Unread postby KaiserJeep » Sun 02 Jun 2019, 10:26:05

We call it "Spring rains", and the laws of probability say that most places get near the average amount, some have drought, and some have floods. That is how the random distribution of rainfall works. Yet if you watch the Weather channel, they are hyping each Spring storm as if it were Armageddon approaching.

See the foolishness for what it is. Trying to pretend that random weather events are "more extreme" rather than simply being reported more because we have hundreds of channels, is silly. Blaming "Climate Change" for weather is also silly.
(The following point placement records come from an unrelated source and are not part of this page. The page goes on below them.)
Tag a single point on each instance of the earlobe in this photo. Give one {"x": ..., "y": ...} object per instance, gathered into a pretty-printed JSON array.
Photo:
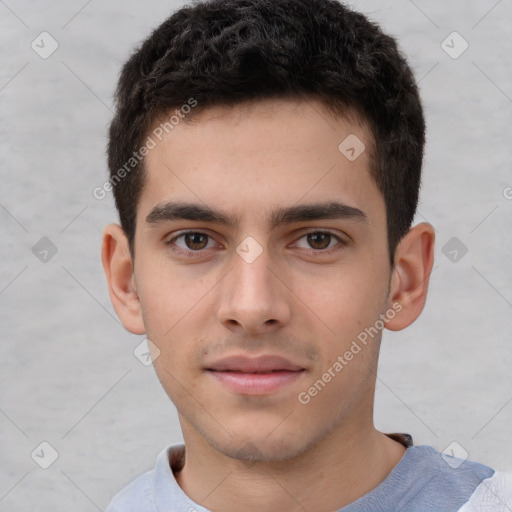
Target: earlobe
[
  {"x": 118, "y": 267},
  {"x": 414, "y": 259}
]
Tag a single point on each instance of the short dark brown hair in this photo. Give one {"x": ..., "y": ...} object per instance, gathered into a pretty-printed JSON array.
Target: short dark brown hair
[{"x": 224, "y": 52}]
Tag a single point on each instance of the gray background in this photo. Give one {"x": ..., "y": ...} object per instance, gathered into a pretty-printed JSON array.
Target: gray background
[{"x": 68, "y": 373}]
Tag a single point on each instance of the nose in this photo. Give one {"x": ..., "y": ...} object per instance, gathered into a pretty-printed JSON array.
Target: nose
[{"x": 253, "y": 296}]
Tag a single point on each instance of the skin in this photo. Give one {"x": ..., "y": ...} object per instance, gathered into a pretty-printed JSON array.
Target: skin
[{"x": 269, "y": 452}]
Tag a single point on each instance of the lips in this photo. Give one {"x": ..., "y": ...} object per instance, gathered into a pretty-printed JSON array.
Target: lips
[
  {"x": 262, "y": 364},
  {"x": 255, "y": 376}
]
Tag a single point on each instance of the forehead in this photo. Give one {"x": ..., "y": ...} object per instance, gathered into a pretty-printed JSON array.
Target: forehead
[{"x": 251, "y": 156}]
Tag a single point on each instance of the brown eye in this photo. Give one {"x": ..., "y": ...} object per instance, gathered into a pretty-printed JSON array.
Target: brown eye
[
  {"x": 319, "y": 240},
  {"x": 190, "y": 242},
  {"x": 195, "y": 241}
]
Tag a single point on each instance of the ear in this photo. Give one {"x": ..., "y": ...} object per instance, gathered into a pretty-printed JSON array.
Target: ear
[
  {"x": 118, "y": 266},
  {"x": 408, "y": 288}
]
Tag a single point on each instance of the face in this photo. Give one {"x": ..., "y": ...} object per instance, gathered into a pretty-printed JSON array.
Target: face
[{"x": 261, "y": 258}]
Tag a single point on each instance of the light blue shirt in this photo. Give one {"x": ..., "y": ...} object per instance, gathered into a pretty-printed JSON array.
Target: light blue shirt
[{"x": 422, "y": 481}]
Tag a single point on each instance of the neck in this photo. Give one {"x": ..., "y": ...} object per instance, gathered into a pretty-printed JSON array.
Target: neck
[{"x": 341, "y": 468}]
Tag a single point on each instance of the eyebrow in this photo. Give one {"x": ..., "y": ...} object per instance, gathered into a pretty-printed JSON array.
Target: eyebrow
[{"x": 171, "y": 211}]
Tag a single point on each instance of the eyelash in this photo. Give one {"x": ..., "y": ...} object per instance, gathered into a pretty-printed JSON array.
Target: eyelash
[{"x": 314, "y": 252}]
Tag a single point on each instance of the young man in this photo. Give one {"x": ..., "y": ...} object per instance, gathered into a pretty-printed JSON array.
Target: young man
[{"x": 265, "y": 158}]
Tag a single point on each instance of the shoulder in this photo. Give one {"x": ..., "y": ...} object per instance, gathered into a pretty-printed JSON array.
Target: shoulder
[
  {"x": 140, "y": 493},
  {"x": 493, "y": 494},
  {"x": 136, "y": 496},
  {"x": 429, "y": 480}
]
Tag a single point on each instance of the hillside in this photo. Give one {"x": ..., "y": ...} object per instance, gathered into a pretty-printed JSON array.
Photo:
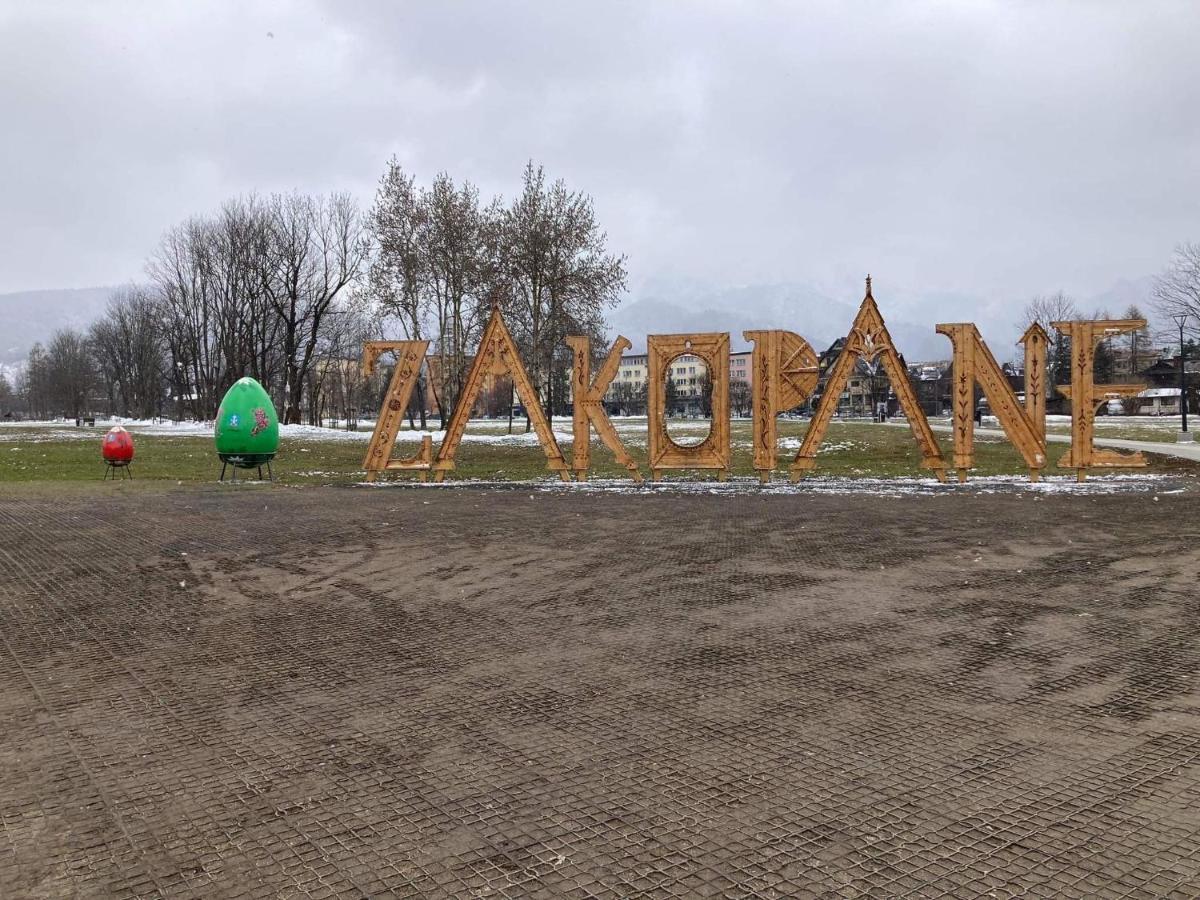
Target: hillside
[{"x": 33, "y": 316}]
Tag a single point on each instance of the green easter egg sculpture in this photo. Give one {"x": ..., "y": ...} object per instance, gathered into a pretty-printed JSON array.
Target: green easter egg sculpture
[{"x": 247, "y": 430}]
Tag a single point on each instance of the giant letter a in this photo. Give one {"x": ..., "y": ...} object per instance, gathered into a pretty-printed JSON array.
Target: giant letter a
[{"x": 497, "y": 355}]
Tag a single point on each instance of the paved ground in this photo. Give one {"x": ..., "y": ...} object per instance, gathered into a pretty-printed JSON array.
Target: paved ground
[{"x": 455, "y": 693}]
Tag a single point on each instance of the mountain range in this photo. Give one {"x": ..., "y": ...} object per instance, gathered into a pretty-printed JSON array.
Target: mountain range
[{"x": 667, "y": 307}]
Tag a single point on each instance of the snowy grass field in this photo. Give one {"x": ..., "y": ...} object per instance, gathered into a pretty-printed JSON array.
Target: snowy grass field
[{"x": 169, "y": 453}]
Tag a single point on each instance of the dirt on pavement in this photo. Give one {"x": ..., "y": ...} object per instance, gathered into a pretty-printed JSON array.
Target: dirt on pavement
[{"x": 348, "y": 693}]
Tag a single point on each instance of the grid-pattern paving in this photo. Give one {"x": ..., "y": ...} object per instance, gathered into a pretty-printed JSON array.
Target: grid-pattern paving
[{"x": 463, "y": 693}]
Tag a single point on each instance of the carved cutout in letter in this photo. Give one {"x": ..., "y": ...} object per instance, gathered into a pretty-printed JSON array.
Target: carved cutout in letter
[
  {"x": 714, "y": 451},
  {"x": 1035, "y": 341},
  {"x": 409, "y": 357},
  {"x": 869, "y": 340},
  {"x": 498, "y": 355},
  {"x": 973, "y": 363},
  {"x": 784, "y": 375},
  {"x": 1086, "y": 396},
  {"x": 588, "y": 407}
]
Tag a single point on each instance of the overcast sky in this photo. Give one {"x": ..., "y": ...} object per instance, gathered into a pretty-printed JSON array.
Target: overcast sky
[{"x": 979, "y": 151}]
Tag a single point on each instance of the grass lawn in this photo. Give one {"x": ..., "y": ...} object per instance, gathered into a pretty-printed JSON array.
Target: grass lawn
[{"x": 64, "y": 454}]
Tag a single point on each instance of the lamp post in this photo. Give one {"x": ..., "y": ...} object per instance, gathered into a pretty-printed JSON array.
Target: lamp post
[{"x": 1180, "y": 318}]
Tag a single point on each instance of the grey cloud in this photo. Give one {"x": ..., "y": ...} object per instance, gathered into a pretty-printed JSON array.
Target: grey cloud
[{"x": 967, "y": 155}]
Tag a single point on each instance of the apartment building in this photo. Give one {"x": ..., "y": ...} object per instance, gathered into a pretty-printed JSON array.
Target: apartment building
[{"x": 628, "y": 388}]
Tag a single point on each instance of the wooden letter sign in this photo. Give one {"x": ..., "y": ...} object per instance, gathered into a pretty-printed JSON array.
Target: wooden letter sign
[
  {"x": 1086, "y": 396},
  {"x": 784, "y": 370},
  {"x": 588, "y": 407},
  {"x": 973, "y": 363},
  {"x": 714, "y": 451},
  {"x": 869, "y": 340},
  {"x": 498, "y": 355},
  {"x": 409, "y": 357}
]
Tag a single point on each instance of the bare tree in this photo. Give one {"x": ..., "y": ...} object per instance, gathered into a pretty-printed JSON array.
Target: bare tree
[
  {"x": 454, "y": 246},
  {"x": 6, "y": 395},
  {"x": 71, "y": 371},
  {"x": 209, "y": 276},
  {"x": 1177, "y": 288},
  {"x": 34, "y": 385},
  {"x": 559, "y": 274},
  {"x": 1044, "y": 311},
  {"x": 317, "y": 250},
  {"x": 130, "y": 351}
]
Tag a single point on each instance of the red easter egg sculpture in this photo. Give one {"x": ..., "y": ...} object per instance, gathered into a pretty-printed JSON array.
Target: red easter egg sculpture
[{"x": 117, "y": 449}]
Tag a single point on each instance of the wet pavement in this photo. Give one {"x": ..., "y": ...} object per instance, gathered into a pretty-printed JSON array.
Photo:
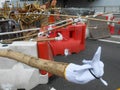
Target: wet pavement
[{"x": 111, "y": 58}]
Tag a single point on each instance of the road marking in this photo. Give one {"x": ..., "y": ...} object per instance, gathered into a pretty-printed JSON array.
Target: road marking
[{"x": 109, "y": 41}]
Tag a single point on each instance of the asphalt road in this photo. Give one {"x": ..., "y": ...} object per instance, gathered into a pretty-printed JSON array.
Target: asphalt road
[{"x": 111, "y": 58}]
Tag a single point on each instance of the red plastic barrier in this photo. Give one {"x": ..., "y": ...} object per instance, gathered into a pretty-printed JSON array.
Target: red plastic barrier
[
  {"x": 73, "y": 39},
  {"x": 44, "y": 51}
]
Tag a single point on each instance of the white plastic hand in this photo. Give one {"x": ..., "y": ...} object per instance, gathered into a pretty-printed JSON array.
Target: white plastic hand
[{"x": 90, "y": 70}]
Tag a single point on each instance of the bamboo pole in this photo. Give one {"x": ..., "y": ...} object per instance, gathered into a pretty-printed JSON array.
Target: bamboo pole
[
  {"x": 58, "y": 27},
  {"x": 57, "y": 68}
]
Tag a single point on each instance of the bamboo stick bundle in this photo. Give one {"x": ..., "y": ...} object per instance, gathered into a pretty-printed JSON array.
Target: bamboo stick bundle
[{"x": 80, "y": 74}]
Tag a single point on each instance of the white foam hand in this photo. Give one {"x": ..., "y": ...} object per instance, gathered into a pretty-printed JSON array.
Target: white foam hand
[
  {"x": 90, "y": 70},
  {"x": 60, "y": 37}
]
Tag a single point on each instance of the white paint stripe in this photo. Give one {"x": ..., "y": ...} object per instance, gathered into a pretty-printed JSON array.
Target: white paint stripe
[
  {"x": 115, "y": 36},
  {"x": 109, "y": 41}
]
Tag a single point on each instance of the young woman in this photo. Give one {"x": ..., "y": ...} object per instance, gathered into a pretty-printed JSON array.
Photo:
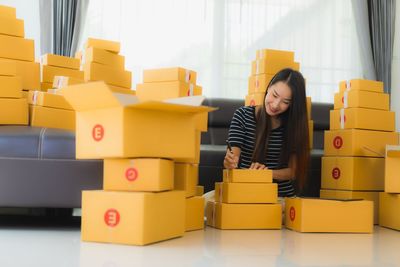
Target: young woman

Get a clue: every time somebody gets a government grant to "study" something that has never been studied before, they will find new things to report that have never been reported before. That does not equal Armageddon or TEOTWAWKI or a new means to victory for the Democrats. It means we blew more of the public money on more foolishness.

What if the World ended last year and nobody even noticed? There were after all, enough predictions of Doom. In fact, there were dozens of predictions here in the Peak Oil Forums alone, just as there have been thousands of such forecasts of Doom in the past millenia, beginning with verbal tales of Doom before somebody penned the most popular chapter of the Bible ever, the one called Revelation.

Any serious consideration of any form of Doom should consider the most probable path, which is that Doom will never come. As disappointing as that is for all of you fanboys of Doom, the most probable course is that in spite of all the Doomish thoughts, the World will continue to find a way to move along with nothing dramatic ever happening.

As for YOU, you have no excuse to act as if Doom is approaching. You DON'T, as a matter of fact, get to stay in bed the rest of the week, as you did today, which is Sunday. You have to get up, put on your pants, and go to work. Then you have to save part of your earnings for a few decades to come to ensure a comfortable retirement.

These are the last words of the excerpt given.